- 5°51′31″N 10°4′40″E﻿ / ﻿5.85861°N 10.07778°E
- Location: Bamenda, Cameroon

= Shum Laka =

Archaeological site in Cameroon

The archaeological site of Shum Laka is the most prominent rockshelter site in the Grasslands region of the Laka Valley, northwest Cameroon. Occupations at this rockshelter date to the Later Stone Age. This region is important to investigations of the development and subsequent diffusion of Bantu-speaking peoples. The site of Shum Laka is located approximately 15 kilometers from the town of Bamenda, and it resides on the inner wall of the Bafochu Mbu caldera. The deposits at Shum Laka include each phase of cultural development in the Grasslands.

==Archaeology==

===Geoarchaeology of Shum Laka===

The rockshelter itself at Shum Laka is approximately 50 meters wide at its greatest point and 20 meters deep. Stratigraphic dating of surface and near surface deposits support occupations as early as 30,000 BP. Geomorphological analysis determined that the rockshelter had been subjected to alluvial depositional events during the Holocene, but archaeological deposits remained mostly intact and in situ. Fluvial erosional processes at the site were determined to have had their greatest impact laterally, and thus not damaged contextual integrity between cultural occupations. The importance of geoarchaeological investigations conducted at Shum Laka includes the construction of a reliable cultural chronology of the area, and an emphasis on the need to critically evaluate other rockshelter sites in the region.

===Archaeological deposits===

At Shum Laka, over 1,000 ceramic sherds, nearly 500,000 pieces of lithic materials, and 18 human skeletons were recovered.

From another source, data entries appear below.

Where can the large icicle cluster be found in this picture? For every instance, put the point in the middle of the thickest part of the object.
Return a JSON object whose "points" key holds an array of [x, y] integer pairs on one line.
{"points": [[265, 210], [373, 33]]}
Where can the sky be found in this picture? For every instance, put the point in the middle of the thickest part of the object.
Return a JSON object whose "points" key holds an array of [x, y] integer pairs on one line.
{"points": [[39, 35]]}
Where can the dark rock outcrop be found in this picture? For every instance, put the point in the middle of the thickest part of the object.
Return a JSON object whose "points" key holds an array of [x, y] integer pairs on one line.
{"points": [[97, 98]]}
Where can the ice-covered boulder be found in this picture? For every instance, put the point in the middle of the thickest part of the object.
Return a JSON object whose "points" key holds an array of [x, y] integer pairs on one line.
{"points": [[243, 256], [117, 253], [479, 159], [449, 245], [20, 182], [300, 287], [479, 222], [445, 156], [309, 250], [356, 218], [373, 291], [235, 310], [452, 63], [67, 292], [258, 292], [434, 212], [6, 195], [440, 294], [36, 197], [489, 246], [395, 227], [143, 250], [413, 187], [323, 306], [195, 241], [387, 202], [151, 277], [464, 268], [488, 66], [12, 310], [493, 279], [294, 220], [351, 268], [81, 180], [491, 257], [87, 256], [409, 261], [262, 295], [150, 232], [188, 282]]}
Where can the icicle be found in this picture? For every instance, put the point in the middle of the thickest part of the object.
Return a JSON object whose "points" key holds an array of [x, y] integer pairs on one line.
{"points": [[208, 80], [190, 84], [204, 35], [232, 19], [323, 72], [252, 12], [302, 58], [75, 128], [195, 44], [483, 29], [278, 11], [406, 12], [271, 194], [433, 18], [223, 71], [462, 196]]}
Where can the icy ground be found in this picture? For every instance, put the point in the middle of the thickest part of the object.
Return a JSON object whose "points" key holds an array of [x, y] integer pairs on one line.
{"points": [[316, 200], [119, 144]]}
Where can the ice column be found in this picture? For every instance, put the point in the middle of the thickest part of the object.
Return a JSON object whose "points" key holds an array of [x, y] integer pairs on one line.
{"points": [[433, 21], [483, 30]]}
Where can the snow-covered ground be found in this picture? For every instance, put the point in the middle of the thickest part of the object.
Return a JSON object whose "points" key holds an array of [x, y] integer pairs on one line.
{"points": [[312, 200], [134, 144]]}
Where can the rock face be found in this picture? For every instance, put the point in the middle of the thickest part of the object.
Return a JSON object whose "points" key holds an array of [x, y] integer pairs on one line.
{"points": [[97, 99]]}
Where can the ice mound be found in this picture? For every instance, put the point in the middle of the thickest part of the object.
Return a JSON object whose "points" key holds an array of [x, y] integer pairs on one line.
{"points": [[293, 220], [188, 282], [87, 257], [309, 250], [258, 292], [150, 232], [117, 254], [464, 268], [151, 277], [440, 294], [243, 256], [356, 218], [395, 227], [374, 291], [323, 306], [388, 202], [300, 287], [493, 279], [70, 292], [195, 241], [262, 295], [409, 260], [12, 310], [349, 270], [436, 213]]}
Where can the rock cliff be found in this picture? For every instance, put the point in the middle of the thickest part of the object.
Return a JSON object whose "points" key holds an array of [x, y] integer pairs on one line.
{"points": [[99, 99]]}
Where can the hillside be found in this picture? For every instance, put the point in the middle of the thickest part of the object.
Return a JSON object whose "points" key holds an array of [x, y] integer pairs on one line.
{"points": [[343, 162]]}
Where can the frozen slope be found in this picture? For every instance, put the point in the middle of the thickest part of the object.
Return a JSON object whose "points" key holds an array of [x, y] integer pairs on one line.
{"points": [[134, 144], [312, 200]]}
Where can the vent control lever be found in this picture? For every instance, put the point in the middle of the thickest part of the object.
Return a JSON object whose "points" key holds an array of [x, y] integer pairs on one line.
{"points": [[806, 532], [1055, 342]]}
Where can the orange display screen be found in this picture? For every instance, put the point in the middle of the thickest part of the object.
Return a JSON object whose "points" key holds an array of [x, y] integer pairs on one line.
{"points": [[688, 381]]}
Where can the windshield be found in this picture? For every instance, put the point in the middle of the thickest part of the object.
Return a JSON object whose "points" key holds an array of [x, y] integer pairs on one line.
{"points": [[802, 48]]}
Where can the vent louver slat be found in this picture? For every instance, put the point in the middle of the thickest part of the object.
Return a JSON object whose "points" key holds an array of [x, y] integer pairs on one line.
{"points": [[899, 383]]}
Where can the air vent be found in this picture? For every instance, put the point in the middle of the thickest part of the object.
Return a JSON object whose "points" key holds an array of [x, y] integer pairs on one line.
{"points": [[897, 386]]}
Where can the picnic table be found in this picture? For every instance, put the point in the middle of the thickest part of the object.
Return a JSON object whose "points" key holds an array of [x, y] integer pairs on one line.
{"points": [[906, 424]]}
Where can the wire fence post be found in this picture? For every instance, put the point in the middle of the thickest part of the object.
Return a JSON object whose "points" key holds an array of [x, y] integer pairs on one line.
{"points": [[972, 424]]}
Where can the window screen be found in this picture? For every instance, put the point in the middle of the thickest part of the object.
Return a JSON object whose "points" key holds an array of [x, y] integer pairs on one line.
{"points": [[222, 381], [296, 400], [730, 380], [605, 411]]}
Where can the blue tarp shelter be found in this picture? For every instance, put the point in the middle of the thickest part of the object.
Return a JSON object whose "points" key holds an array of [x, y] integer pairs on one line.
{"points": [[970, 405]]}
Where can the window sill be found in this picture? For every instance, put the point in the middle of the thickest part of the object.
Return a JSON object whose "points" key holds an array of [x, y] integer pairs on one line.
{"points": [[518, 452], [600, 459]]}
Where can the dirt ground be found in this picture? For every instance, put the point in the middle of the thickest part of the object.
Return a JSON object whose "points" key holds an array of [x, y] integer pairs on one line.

Radiocarbon dating of the bone and plant remains recovered demonstrated multiple occupations spanning from 30,000 BP to around 400 BP. Bone preservation from the early occupations is poor, with only a few surviving faunal remains and no bone tools. Later occupations depict common exploitation of medium-sized fauna from the forest. These remains include those from several gorillas and chimpanzees, and various artiodactyla. Based upon the small amounts of materials found in individual strata, it is proposed that the site was occupied for numerous short periods of time. Macrobotanical remains recovered were originally claimed to include both savanna grasses and forest trees, but the source wrongly cited a montane forest herb, Hypericum, as a savanna grass. These were interpreted as meaning that for a period of occupation during the Holocene, Shum Laka was located within an ecotone. Ceramic assemblages recovered from the site date from 7000 BP onward and are indicative of continued longer occupation by semi-agricultural populations. Additionally, these ceramic assemblages indicate the use of the rockshelter by different groups of peoples and that these people interacted with various western African states.

===Lithic assemblage and environmental variability===

The lithic assemblage in some of the late Pleistocene occupations at Shum Laka are unique in the presence of a quartz industry early than most other sites in the region. The presence of a microlithic quartz industry at Shum Laka, when combined with supporting evidence from other rockshelter and late Pleistocene sites in the Grasslands, is indicative of a more mobile population that exploited a variety of resources in the ecotonal landscape. This behavioral strategy is ascribed as an adaptation to common regional environmental changes during the late Pleistocene. It is well established that the late Pleistocene in northern Cameroon and the surrounding area was highly variable climatically. Particularly during the Last Glacial Maximum, refuge occupations by people would have been short-term and highly variable based on rapid, localized changes. Similar lithic assemblages and strategies as those found at Shum Laka have been delineated at other rockshelter sites in the area dating to the same period.

==Genetics==

===Ancient DNA===

Geneticists sequenced genome-wide DNA data from four Shum Laka foragers buried at the site of Shum Laka in Cameroon between 8000–3000 years ago. One individual 2/SEII carried the deeply divergent haplogroup A00 found at low frequencies among some present-day Niger-Congo speakers, but the genome-wide ancestry profiles for all four individuals are very different from the majority of West Africans today and instead are more similar to West-Central African hunter-gatherers. Despite the geographic proximity of Shum Laka to the hypothesized birthplace of Bantu languages and the temporal range of the samples bookending the initial Bantu expansion, these individuals are not representative of a Bantu source population. Phylogenetic model including Shum Laka features three major radiations within Africa: one phase early in the history of modern humans, one close to the time of the migration giving rise to non-Africans, and one in the past several thousand years. Present-day West Africans and some East Africans, in addition to Central and Southern African hunter-gatherers, retain ancestry from the first phase, which is therefore still represented throughout the majority of human diversity in Africa today.

==World Heritage status==

This site was added to the UNESCO World Heritage Tentative List on February 2, 2018 in the Cultural category.